2 tbsp dairy free margarine

6 tbsp olive oil

1 large diced white onion

12 button mushrooms sliced into quarters

4 cloves of garlic

300g Arborio rice

50g mixed dry wild mushrooms (any dried mushrooms will do)

Large glass of dry white wine

1l of mushroom stock

1 tbsp vegetable stock

1 large thinly sliced leek

½ lemon - juice and a little bit of zest for serving

Salt and pepper

250ml soya cream

3 tbsp nutritional yeast flakes



1 Firstly you want to steep the dried mushrooms in 1l of hot water, you can add the stock to this also.

2 Heat the oil and margarine in a deep pan, add the diced white onion and fry until soft.

3 Add the thinly sliced leeks and button mushrooms and continue to fry for about 5 min or until the veg softens and starts to colour nicely.

4 Add your rice and stir slowly trying to evenly coat it in the butter, olive oil and juices.

5 Stir in a large ladle of the wild mushroom stock, you can start adding the mushrooms at this point also. Keep stirring slowly, this is the key to getting the rice lovely and creamy.

6 Continue adding the stock ladle by ladle until the liquid has been absorbed and the rice is al dente.

7 Once you come to this point turn to a low heat and stir in a little more butter, the nutritional yeast and the cream and keep stirring and tasting until the rice is just about cooked.

8 I add the wine and lemon at this point also as you don't want to burn off the taste too early on.

9 Give it one last stir and add a little bit of salt and pepper to taste.

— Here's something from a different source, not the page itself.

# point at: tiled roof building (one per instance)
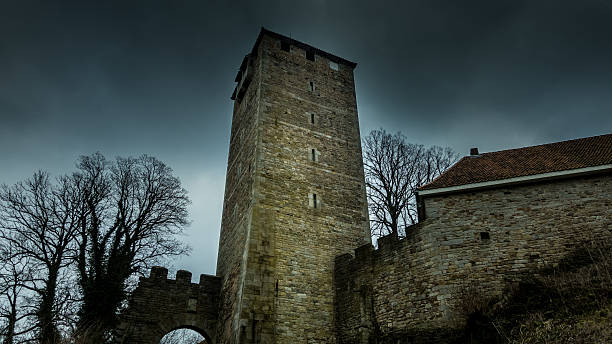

10 Cover with the pan lid and prepare a little bit of dressed rocket for garnish, I use a white balsamic dressing normally but you can use just olive oil, or anything that's not too overpowering.

I also like to use a little bit of lemon zest through the rocket to freshen and cut through the creaminess of the risotto.

Peppery, creamy, zesty and a little bit boozy… what more could you want from a dish?